#' Test for differential abundance: method 'censcyt-DA-censored-GLMM'
#'
#' Calculate tests for differential abundance of cell populations using method
#' 'censcyt-DA-censored-GLMM'
#'
#' Calculates tests for differential abundance of clusters, using generalized linear mixed
#' models (GLMMs) where a covariate is subject to right censoring.
#'
#'
#'
#' @param formula Model formula object, see \code{\link[diffcyt]{testDA_GLMM}} and for more
#' details \code{\link[diffcyt]{createFormula}}. Be aware of the special format required
#' for the censored covariate: instead of just the covariate name (e.g. 'X') the
#' columnname of the data being an event indicator (e.g. 'I', with 'I' = 1 if
#' 'X' is observed and 'I' = 0 if 'X' is censored, ) needs to specified as well.

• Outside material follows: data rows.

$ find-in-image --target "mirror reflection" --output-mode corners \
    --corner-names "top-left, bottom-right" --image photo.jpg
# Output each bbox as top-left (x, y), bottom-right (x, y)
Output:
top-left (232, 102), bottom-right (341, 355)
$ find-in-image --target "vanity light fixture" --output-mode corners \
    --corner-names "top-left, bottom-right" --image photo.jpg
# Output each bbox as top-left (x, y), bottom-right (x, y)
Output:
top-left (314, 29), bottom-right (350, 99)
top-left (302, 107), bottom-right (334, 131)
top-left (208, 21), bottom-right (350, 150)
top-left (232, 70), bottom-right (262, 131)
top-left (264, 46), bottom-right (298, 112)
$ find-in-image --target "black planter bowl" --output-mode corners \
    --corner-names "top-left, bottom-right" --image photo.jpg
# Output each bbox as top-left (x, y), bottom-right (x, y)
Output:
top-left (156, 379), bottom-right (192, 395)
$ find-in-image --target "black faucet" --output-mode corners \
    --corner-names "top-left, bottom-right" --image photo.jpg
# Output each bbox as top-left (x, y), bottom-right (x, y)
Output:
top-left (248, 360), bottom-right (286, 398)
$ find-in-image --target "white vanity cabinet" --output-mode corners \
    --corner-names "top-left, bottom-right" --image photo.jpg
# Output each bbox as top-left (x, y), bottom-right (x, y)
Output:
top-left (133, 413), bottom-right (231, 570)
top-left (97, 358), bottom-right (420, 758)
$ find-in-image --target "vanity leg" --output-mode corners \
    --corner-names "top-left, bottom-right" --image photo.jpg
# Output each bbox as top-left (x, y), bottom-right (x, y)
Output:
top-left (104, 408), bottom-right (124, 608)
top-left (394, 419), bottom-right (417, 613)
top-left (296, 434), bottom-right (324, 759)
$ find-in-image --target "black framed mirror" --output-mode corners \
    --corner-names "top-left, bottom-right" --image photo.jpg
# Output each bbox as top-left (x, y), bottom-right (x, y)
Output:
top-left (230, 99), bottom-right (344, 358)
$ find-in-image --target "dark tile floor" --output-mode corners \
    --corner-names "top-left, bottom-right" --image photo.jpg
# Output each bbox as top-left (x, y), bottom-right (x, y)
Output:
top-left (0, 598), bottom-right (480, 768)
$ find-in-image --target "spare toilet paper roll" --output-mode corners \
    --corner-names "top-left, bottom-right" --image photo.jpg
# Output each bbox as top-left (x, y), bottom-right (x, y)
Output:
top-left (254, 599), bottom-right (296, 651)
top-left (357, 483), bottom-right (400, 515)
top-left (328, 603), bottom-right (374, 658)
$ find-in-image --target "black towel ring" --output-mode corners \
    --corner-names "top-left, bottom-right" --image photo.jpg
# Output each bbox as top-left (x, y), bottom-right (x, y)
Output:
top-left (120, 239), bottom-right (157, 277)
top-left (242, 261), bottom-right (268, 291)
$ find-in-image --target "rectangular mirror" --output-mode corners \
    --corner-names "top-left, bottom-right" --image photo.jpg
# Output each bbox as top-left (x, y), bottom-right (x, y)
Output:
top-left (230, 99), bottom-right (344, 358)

#' The notation in the formula is then 'Surv(X,I)'.
#'
#' @param mi_reps number of imputations in multiple imputation. default = 10.
#'
#' @param imputation_method which method should be used in the imputation step. One of
#' 'km','km_exp','km_wei','km_os', 'rs', 'mrl', 'cc', 'pmm'. See details. default = 'km'.
#'
#' @param BPPARAM specify parallelization option as one of
#' \code{\link{BiocParallelParam}} if 'BiocParallel' is available
#' otherwise no parallelization.
#' e.g. \code{\link[BiocParallel]{MulticoreParam-class}}(workers=2) for parallelization
#' with two cores. Default is \code{\link[BiocParallel]{SerialParam-class}}()
#' (no parallelization).
#'
#' @param verbose Logical.
#'
#' @inheritParams diffcyt::testDA_GLMM
#'
#' @inherit diffcyt::testDA_GLMM return
#'
#' @details
#' The same underlying testing as described in \code{\link[diffcyt]{testDA_GLMM}} is
#' applied here. The main difference is that multiple imputation is used to
#' handle a censored covariate. In short, multiple imputation consists of three
#' steps: imputation, analysis and pooling. In the imputation step multiple complete
#' data sets are generated by imputation. The imputed data is then analysed in
#' the second step and the results are combined in the third step. See also \code{\link[mice]{pool}}.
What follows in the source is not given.